Je n'ai pas vraiment de langue ni de style, tout ce que je fais sort de mon moi à moi, mois après mois
november 26th 2022 - january 14th 2023


This year 2022 marks the 20th anniversary of Erik Dietman's death. We are dedicating a new solo exhibition to him. We have asked Catherine Grenier for a personal text, 28 years after having curated his monographic exhibition at the Centre Pompidou.

Les cocus du vieil art moderne/The cuckolds of antiquated modern art 

Erik Dietman's personality is fascinating for its paradoxical originality: this way of being both a fierce anti-traditionalist and someone who appreciates the mastery of drawing as fundamental, or someone who evolved within intellectual circles and debates all while managing offbeat humor and self-mockery. Dietman was one of the few artists of his generation who dared to admit that he respected Salvador Dalí's art. This is not surprising if one considers the boldness and the taste for provocation that his own works show, especially in the resounding relationship they have with the history of the avant-gardes. "Dali is a great writer, he proclaimed: reread Les cocus du vieil art moderne/The cuckolds of antiquated modern art .." A well chosen title made to please him; indeed, he whose successive periods can be read as a commentary on modern art expressed in the style of Jérôme Bosch... Never ceasing to blur the lines and combine a very solid, scholarly background with a carnivalesque spirit, he declared to those who wanted to listen: "The bad paintings are the ones that are good". 

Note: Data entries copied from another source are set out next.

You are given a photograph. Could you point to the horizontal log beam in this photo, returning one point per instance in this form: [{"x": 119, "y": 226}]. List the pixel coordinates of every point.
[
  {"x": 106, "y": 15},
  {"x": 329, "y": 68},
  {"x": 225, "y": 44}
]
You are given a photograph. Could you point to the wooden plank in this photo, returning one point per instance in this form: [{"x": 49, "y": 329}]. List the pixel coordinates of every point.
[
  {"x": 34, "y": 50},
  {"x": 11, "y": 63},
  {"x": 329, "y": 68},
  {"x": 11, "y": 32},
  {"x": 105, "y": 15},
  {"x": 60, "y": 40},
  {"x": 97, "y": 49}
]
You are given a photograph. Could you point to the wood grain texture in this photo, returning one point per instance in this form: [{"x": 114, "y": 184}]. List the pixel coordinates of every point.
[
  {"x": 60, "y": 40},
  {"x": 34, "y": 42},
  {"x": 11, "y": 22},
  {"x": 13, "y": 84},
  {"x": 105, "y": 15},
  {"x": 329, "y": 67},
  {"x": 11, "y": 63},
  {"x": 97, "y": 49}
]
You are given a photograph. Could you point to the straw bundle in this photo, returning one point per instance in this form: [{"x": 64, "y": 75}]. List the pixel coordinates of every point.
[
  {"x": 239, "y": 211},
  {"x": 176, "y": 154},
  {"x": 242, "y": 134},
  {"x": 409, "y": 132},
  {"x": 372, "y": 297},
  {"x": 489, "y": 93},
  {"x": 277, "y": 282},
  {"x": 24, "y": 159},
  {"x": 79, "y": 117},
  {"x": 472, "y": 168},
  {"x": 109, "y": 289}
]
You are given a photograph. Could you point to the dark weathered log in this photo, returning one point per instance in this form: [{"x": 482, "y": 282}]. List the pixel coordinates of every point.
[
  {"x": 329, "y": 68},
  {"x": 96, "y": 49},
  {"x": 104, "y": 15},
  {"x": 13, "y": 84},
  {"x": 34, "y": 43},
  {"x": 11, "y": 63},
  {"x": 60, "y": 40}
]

A personality all his own, what we call "unclassifiable", Dietman never renounced the radical nature characteristic of the avant-gardes. But he allowed himself the biggest imagination and total freedom, in his judgments as in his work. "In Dalí's good paintings, there are twenty five different images", he cheered. He too cultivated this abundance of mutable images, was not bothered by the ambiguity of loose forms and was fond of culinary analogies... Present in sculpture, his interest for double images and multiple allusions was expressed most notably in his drawings. Opus, Oh puce, aux Puces is a remarkable collection of 70 double-sided drawings that come one after another like a long sentence with multiple twists.  An inexhaustible poem in the form of an illustrated diary, which captures those little moments when the creative spirit comes alive, fades away, bounces back, gets lost, finds its way again... He creates a series of notations in his image: inventive, burlesque, funny, sometimes on the edge, fragile, grating, then smiling and tender. 

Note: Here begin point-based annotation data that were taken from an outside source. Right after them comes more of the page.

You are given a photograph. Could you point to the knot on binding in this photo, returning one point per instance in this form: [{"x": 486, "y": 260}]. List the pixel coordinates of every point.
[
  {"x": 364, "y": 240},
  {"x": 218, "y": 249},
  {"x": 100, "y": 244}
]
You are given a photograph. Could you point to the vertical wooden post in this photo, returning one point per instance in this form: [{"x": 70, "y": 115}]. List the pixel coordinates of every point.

Dietman was an unabashed portly giant, a volcano that, under pressure from his emotions and anxieties, could erupt from one moment to the next, but also someone with a sharp and demanding intelligence. All of this infuses his entire body of work. "I like to pay tribute to attitudes", explained the artist to justify his demand for coherence, and even symbiosis between the personality of the artist and his work. This is how he was able to be friends with creators with aesthetics as different as those of Roman Opalka and Roland Topor, and admire at the same time Rabelais, Joyce, Duchamp, Picabia and Dalí. Dietman even saved "the senile Dalí" from hell by saying with insolence: "Becoming mad really is the great masterpiece, I can’t wait for this moment!" The artist passed away before reaching that moment, but he had already conceived his great masterpiece, modeled for us from the raw material of his life, his experiences and his imagination.